Iran says it has ambitious plans to extend its energy delivery network to China.

Iran says it has ambitious plans to extend its energy delivery network to China under Beijing's massive "One Belt, One Road" push to boost regional connectivity.

This has been announced by Iran’s Ambassador to China Ali Asghar Khaji. 

Khaji said Iran would expand its railways, roads, ports, telecoms sector and energy security under a five-year development plan. "Setting up an extended network of energy pipelines would help regional security and development," he told China’s media.  

Iran has already built a natural gas pipeline to its border with Pakistan, which has so far balked at constructing a link on its side amid threats of sanctions from Washington.

But Pakistan is now seeking Chinese funding to build its portion.  The country signed a basic agreement with China last Monday to construct a pipeline from the southern port of Gwadar to Nawab Shah District in the southwest of Pakistan.  Islamabad says the pipeline will be extended to the border with Iran after the US engineered sanctions against Iran are lifted.
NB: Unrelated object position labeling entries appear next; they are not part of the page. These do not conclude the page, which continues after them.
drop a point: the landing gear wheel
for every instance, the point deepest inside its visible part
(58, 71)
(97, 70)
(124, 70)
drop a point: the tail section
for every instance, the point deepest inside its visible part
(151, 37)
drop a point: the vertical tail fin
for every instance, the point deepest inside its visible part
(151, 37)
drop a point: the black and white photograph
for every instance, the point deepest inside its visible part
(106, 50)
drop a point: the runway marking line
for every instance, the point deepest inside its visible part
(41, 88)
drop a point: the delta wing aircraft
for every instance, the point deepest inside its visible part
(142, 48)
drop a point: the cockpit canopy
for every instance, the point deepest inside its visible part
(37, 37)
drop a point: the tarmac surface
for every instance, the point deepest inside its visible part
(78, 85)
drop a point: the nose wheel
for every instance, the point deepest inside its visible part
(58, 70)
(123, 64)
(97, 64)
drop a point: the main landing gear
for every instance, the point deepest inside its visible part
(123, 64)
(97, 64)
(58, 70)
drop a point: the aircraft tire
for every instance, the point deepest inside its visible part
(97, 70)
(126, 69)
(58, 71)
The agreement that was signed during the landmark visit by China’s President Xi Jinping to Pakistan was part of a major package of projects that he unveiled for building an economic corridor between Pakistan's port city of Gwadar and western China's Xinjiang region.

"I don't think it's too far away [for] this pipeline [from Iran] to be extended to China through Pakistan. That is something that would be of common interest to Iran, China and Pakistan," Khaji told the South China Morning Post.

Known as the Peace Pipeline, the project is meant to transfer natural gas from Iran’s energy hub of Assaluyeh to Pakistan, which suffers from a crippling electricity deficit because of a shortage of fuel for its power-generation plants. Pakistan has been negotiating for months behind the scenes for China to build the Pakistani portion of the pipeline, the Wall Street Journal earlier reported.

Iran and Pakistan had been negotiating over the project for almost two decades, but a final agreement could not be made due to disputes over pricing as well as the pressures by Washington against the project.  The project – in its initial plan conceived in 1995 – envisaged delivering gas to India, as well. However, New Delhi later withdrew from it as multiple complications including US pressures, pricing disputes and uncertainty over pipeline security grew. 

China at some point in talks over the project was raised as a potential final destination. However, the idea to bring the world’s largest energy consumer never moved beyond the drawing board. 

In plans to exports natural gas to the country, Russia has already taken over Iran. Moscow and Beijing signed a major 30-year contract last year to pipe natural gas to eastern China. The project whose value is estimated to amount to $400 billion envisages piping 38 billion cubic meters (1.3 trillion cubic feet) of gas per year from 2019. However, the recent geopolitical developments as well as changes in market dynamics have created serious doubts over the project.